Ausstellung
Den Ausgangspunkt seiner aus drei Installationen bestehenden Ausstellung bildet Matti Brauns Interesse an den Verschiebungen und Überschneidungen unterschiedlicher Kulturen und an deren Wirkung auf politische und gesellschaftliche Prozesse. In allen drei dieser Arbeiten verwendet er Spiegelgläser, die er in unterschiedlicher Weise einsetzt. Für Edo recherchierte der Künstler das Interesse europäischer Intellektueller und Künstler an kulturellen und gesellschaftlichen Leistungen des historischen Japan am Beginn des 20. Jahrhunderts. Mit dem Titel Edo, der früheren Bezeichnung der Stadt Tokio, wird auch der wehmütige Umgang mit der Geschichte anderer Kulturen thematisiert. Im Gegensatz zum revolutionären Umgang mit der eigenen Kultur rücken Bewahrungs- und Rettungsideen das wissenschaftliche und künstlerische Interesse in ein postkolonialistisches Licht.

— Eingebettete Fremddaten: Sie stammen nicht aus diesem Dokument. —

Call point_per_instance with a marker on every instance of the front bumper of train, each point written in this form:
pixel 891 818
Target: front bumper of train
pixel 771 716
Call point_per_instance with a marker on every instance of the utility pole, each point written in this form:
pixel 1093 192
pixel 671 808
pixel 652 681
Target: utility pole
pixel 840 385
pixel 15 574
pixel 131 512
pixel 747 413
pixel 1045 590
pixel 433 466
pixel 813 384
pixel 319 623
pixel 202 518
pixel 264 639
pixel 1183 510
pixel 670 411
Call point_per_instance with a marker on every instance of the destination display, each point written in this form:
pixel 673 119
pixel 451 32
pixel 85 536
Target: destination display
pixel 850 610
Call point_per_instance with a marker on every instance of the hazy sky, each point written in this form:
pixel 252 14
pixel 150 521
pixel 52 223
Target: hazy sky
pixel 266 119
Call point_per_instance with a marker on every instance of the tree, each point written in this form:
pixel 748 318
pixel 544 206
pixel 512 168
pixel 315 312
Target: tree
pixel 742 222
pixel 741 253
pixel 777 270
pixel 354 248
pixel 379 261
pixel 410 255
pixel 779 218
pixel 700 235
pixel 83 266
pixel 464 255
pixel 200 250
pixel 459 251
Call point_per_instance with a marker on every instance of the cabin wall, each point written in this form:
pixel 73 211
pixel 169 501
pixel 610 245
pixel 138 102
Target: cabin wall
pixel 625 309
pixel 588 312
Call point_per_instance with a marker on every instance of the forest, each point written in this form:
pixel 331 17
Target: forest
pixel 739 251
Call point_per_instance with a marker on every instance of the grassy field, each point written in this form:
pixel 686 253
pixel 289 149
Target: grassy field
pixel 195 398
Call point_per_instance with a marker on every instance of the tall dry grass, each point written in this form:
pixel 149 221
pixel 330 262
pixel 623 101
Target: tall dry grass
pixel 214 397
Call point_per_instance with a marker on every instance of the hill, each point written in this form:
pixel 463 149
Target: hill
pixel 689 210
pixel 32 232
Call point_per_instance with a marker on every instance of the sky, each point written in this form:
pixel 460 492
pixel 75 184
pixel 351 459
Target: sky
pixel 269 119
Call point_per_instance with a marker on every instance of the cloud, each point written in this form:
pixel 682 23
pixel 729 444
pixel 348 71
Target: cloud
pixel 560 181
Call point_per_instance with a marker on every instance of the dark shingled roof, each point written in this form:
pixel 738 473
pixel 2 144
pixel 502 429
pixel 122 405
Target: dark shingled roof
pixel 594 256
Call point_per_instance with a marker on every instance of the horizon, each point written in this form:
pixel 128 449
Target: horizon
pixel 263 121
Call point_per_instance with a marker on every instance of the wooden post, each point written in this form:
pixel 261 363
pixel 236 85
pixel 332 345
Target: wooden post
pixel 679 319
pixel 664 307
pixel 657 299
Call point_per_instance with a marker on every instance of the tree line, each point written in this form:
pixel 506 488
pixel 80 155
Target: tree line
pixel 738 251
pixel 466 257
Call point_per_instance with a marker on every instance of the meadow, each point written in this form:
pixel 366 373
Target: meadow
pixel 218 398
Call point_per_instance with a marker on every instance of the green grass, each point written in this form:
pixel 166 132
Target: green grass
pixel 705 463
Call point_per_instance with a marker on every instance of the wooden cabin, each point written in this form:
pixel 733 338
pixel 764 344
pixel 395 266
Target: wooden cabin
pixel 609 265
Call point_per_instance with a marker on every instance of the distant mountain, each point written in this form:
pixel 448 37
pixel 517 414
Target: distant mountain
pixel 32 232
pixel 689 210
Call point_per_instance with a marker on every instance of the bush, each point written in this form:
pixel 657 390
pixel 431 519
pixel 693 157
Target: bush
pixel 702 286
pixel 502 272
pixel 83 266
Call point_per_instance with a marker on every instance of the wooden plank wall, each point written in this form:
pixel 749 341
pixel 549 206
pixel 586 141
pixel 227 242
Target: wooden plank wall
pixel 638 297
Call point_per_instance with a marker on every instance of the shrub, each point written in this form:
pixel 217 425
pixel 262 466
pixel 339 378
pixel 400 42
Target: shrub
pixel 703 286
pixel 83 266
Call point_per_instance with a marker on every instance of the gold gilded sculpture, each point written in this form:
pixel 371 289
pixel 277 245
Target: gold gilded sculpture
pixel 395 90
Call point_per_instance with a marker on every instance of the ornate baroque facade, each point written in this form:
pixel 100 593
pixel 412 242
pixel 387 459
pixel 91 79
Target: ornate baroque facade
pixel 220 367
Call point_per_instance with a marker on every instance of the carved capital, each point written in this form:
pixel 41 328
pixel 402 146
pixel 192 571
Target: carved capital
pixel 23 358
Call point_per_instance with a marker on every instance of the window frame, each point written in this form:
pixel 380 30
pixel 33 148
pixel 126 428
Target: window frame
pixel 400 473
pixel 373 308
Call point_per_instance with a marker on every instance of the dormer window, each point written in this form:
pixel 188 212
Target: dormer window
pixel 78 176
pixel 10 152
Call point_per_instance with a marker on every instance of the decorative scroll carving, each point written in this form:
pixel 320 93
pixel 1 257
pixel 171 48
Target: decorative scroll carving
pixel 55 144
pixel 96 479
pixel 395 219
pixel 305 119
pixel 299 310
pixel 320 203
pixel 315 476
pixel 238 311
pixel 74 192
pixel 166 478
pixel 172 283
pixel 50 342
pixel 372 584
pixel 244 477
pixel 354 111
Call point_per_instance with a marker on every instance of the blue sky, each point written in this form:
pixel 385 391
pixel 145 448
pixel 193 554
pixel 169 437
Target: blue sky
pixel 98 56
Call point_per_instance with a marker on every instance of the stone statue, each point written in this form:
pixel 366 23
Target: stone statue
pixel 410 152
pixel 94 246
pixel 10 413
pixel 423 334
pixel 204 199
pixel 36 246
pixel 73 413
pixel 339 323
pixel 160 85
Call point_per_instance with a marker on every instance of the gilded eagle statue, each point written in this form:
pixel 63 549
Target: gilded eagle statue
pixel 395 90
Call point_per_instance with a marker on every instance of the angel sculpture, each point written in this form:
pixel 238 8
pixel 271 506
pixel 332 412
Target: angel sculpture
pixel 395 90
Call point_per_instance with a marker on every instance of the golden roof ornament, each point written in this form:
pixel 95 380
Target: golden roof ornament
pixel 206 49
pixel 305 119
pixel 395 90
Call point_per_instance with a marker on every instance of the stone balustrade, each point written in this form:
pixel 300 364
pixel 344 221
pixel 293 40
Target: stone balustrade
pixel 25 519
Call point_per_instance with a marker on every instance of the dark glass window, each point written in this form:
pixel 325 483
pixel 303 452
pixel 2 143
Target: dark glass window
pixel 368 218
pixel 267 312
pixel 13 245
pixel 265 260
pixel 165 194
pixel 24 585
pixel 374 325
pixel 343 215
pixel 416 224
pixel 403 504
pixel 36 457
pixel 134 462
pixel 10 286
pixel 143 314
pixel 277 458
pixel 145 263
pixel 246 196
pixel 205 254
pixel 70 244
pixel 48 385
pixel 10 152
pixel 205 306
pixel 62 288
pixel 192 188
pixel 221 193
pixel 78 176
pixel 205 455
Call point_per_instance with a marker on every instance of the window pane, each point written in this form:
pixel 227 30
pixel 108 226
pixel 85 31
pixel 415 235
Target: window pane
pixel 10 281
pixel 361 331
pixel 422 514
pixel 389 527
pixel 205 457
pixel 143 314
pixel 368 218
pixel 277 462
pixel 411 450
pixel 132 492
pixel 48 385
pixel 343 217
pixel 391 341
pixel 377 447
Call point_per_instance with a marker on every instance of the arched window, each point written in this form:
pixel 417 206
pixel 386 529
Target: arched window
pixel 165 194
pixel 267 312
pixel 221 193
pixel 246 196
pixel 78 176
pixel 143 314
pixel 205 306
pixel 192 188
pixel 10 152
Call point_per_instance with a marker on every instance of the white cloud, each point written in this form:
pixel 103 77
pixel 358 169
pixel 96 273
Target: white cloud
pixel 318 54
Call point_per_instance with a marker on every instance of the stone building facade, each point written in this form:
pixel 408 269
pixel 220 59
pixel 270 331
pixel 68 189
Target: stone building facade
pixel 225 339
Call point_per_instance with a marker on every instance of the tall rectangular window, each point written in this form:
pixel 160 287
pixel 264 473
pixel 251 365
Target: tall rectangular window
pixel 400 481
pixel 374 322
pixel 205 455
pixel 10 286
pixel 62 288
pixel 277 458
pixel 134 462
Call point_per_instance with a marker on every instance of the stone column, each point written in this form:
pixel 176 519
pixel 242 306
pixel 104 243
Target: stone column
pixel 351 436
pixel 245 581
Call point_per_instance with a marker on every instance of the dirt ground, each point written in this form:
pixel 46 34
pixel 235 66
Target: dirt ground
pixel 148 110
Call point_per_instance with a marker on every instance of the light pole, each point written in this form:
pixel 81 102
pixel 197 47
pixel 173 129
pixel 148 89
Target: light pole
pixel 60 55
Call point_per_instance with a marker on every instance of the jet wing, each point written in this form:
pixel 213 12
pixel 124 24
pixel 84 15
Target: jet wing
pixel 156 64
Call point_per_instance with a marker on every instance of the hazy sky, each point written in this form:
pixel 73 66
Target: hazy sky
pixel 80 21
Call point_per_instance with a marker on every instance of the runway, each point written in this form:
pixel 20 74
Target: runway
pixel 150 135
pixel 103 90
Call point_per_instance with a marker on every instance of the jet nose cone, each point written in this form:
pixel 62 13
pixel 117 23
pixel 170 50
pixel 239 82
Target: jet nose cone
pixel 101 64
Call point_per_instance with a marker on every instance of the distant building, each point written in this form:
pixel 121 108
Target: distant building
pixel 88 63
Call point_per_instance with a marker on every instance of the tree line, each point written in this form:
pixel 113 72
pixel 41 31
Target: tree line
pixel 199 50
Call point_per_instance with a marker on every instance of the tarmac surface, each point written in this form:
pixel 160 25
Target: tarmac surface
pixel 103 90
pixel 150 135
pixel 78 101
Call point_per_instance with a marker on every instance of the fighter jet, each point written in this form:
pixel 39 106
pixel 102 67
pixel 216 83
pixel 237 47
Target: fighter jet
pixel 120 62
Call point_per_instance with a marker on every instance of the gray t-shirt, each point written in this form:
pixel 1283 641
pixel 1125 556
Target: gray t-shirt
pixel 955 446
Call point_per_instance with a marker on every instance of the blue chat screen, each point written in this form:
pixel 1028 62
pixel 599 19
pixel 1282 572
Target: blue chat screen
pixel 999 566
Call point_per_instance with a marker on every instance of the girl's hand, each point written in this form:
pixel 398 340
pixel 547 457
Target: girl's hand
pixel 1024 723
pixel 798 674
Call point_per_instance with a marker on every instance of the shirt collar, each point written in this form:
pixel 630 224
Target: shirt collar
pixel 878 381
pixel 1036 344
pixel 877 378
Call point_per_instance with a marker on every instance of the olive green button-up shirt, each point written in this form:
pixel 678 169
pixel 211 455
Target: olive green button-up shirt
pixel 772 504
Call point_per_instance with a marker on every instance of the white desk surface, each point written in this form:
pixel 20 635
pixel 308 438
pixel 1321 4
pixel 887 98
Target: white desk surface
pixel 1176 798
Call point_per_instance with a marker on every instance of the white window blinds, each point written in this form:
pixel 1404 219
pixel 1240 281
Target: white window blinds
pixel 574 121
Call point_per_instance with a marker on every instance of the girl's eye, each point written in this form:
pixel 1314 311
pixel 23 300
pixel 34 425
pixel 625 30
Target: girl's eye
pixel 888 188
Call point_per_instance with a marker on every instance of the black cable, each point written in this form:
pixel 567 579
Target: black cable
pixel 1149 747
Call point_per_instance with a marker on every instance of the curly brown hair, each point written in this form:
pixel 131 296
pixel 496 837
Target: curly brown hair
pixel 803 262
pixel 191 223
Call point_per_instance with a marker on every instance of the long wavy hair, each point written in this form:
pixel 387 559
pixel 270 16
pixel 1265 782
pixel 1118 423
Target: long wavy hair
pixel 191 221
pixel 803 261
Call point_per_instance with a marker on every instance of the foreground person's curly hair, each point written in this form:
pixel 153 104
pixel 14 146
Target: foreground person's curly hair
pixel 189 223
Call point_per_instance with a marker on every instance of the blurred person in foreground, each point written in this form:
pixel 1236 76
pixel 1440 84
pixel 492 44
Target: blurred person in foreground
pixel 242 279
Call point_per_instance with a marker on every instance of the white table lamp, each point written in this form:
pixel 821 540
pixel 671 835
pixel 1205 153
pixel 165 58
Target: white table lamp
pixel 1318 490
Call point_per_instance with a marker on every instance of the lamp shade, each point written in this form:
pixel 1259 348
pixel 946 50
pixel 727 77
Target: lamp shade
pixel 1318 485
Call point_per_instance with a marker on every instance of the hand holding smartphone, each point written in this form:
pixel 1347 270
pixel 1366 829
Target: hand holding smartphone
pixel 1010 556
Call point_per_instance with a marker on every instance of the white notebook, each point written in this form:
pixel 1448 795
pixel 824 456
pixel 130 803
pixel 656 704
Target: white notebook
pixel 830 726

In Ghor erarbeitet Matti Braun die Biografie Leopold Sedar Senghors, Staatspräsident des Senegal von 1960 bis 1980. Am Beispiel der Lebensgeschichte und des politischen Wirkens dieses Mannes wird das erfolgreich praktizierte, aber höchst problematische Changieren zwischen den Kulturen aufgezeigt. In der Wand- und Raumarbeit Bali beschäftigt sich Braun mit einer Südsee-Reise F. W. Murnaus Ende der 1920er Jahre und dessen durch die Briefe seines auf Bali lebenden Freundes Walter Spies genährten Hoffnungen und Sehnsüchte auf ein Leben im Paradies. Der Schriftwechsel der Freunde bildet den Hintergrund einer Recherche kultureller und gesellschaftlicher Bedingungen in Europa und Amerika jener Zeit und die daraus resultierenden Projektionen auf eine neue und andere Welt. Matti Brauns Installation zeigt keine ausstellungstechnisch aufbereitete Dokumentation von Recherche-Ergebnissen. Der Künstler verwendet diese als Basis zur Visualisierung seiner Erfahrungen. Die Ausstellung zeigt den Versuch, einen hochkomplexen Diskurs durch Reduktion und skulpturale Übersetzung zu verdichten und neu zu öffnen.